The plot shows the most important features for predicting the class. It also shows the direction of how it is going to drive the prediction. Higher `SHAP` value means positive association with class "0" of the target as we are using `SHAP` values for class "0". As an example, higher value of `BILL_AMT1` feature has a high negative impact on the prediction of the target as class "0", or higher value of `LIMIT_BAL` feature has a high positive impact on the prediction of the target as class "0".
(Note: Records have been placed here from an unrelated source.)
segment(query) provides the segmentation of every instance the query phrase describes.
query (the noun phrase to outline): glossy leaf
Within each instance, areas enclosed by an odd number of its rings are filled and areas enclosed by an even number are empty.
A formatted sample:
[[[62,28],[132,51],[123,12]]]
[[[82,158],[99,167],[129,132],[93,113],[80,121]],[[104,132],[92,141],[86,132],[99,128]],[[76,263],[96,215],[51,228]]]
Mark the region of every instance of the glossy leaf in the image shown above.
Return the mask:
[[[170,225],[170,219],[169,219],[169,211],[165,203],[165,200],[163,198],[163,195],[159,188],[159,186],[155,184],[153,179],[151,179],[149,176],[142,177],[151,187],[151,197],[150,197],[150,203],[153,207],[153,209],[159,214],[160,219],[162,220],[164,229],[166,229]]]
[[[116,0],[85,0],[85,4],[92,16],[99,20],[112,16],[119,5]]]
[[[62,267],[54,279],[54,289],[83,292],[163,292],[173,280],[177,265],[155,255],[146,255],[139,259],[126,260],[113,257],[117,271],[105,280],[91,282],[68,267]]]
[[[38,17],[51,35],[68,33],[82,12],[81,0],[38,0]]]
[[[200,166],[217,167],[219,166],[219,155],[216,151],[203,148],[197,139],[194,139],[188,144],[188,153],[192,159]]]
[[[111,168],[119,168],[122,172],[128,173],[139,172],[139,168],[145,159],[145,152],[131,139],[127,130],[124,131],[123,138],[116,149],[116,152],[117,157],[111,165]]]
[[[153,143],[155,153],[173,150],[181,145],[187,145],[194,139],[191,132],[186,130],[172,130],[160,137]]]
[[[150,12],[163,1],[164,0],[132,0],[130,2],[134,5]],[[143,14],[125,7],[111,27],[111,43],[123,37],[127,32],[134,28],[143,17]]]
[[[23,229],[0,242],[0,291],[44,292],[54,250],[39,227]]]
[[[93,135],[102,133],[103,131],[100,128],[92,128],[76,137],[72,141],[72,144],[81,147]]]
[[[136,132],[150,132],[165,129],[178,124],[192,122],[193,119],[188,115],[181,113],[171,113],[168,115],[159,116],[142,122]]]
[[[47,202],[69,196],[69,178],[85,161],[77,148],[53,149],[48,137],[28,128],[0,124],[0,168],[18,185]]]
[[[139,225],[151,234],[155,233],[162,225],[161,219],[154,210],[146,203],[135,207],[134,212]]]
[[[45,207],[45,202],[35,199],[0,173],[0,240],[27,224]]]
##### 12- Results on the test set

**Side note**

Using optimized `LightGBM` as the best performing model for this section.

In [None]:
# Fitting lgbm_optimized
lgbm_optimized.fit(X_train_enc, y_train)

# Encoding the test set
X_test_enc = pd.DataFrame(
    data=preprocessor.transform(X_test),
    columns=feature_names,
    index=X_test.index,
)
X_test_enc.head()

In [None]:
# Scoring on the test set and comparing with validation results
print("Opimized LightHBM validation score is 0.689")
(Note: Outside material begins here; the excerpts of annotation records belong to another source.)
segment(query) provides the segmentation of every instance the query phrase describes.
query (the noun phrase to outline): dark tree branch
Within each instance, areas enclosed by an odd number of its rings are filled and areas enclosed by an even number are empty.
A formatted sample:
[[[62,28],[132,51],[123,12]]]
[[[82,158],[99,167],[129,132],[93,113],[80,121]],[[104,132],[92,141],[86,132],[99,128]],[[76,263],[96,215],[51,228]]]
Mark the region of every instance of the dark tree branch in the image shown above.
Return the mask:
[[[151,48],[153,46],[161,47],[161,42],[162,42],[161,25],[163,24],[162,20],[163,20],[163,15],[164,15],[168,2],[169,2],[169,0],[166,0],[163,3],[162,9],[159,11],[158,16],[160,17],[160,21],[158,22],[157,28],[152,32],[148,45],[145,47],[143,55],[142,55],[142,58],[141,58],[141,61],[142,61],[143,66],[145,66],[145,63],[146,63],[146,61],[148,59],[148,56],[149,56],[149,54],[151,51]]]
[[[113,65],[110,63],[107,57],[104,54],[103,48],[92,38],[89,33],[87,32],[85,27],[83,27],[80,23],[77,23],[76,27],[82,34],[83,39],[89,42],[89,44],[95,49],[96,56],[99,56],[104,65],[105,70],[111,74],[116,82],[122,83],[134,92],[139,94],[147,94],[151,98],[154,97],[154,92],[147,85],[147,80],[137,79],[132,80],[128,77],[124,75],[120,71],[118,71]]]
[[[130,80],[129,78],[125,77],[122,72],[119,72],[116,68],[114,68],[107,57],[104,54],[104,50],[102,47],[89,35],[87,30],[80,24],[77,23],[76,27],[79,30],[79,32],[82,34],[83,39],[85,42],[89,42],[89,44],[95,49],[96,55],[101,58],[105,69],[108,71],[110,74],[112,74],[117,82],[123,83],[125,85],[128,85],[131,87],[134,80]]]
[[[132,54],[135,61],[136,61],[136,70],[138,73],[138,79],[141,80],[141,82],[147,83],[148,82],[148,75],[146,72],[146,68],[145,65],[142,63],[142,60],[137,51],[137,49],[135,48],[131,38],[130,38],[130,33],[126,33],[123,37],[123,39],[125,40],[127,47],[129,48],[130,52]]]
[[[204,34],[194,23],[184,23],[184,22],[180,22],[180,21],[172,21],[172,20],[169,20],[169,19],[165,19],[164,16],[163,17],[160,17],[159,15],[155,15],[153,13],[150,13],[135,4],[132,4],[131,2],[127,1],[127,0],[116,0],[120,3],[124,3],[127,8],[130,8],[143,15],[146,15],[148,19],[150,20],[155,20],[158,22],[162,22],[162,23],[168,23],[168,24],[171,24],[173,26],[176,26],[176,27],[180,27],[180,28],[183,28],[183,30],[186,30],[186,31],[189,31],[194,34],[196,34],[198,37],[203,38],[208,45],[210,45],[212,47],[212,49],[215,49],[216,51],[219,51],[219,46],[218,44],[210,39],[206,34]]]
predictions = lgbm_optimized.predict(X_test_enc)
print(
    "Macro-average f1 score on the test set: %0.3f"
    % (f1_score(y_test, predictions, average="macro"))
)

Based on the results, the test scores above agree well with the validation scores from before.

**Checking the prediction on the following example**

In [None]:
lgbm_optimized.predict(X_test_enc)[5]

**Explaining with SHAP force plot**

**Force Plot**

In [None]:
# load JS visualization code to notebook
shap.initjs()

In [None]:
shap.force_plot(
    lgbm_explainer.expected_value[0], lgbm_shap_values[0][5, :], X_test_enc.iloc[5, :]
)

According to the plot, the base value for class "0" is **0.4287** whereas the score for class "0" here is **0.26**. Features that push the prediction to a higher value are in red, such as `BILL_AMT1` or `PAY_0` and in blue, are features that push the prediction to a lower value such as `LIMIT_BAL` or `PAY_AMT1`. As an example, it is safe to say that higher values for `PAY_3` are likely to predict class "0" for the target.

### Conclusions

In [None]:
# Tabulating important results
results_df = pd.DataFrame([
      {"Classifier": "DummyClassifier", "Best f1 score": 0.500},
      {"Classifier": "LogisticRegression", "Best f1 score": 0.627},
      {"Classifier": "RandomForest", "Best f1 score": 0.701},
      {"Classifier": "XGBoost", "Best f1 score": 0.676},
      {"Classifier": "LightGBM", "Best f1 score": 0.689},
      {"Classifier": "Test with LightGBM", "Best f1 score": 0.692},

])
results_df

In [None]:
# Plotting f1 scores for different classifiers

f1_line = alt.Chart(results_df, title='f1 Scores Plot').mark_line().encode(
    x='Classifier',
    y='Best f1 score',
    color= alt.value('black'))
f1_point = alt.Chart(results_df).mark_point().encode(
    x='Classifier',
    y='Best f1 score',
     color= alt.value('black'))

(f1_line + f1_point).properties(
    width=500,
    height=300
)

Since the project is open-ended, there is still room for improvement. We can go much deeper in `Preprocessing`, `Feature Selection`, `Feature Engineering` and `Hyperparameter Optimization`. We can also investigate the performance of other classifiers as well and even make attempts to tune them to get better validation scores. We can summarize the concluding remarks as below:
- As expected `DummyClassifier` has the lowest performance compared to other models and the fact that we have class imbalance within the target makes the results from `DummyClassifier` even more unreliable.
- For our case, a linear model like `LogisticRegression` has an average performance where tree_based models have better performance compared with `LogisticRegression`, among which `LightGBM` has the best performance.
- For the case under study, the performed feature selection with `REFCV` did not improve the scores. Perhaps if enough time is spent on this process, better results are not far from reach.
- Signs of improvement in validation scores are observed with hyperparameter optimization. This is another field which, as mentioned earlier, has the potential to better the scores.
- `LightGBM` classifier, was picked and applied to the test set for which test results agreed well with validation scores and since the dataset is large enough, there is no concern with `optimization bias` for our case.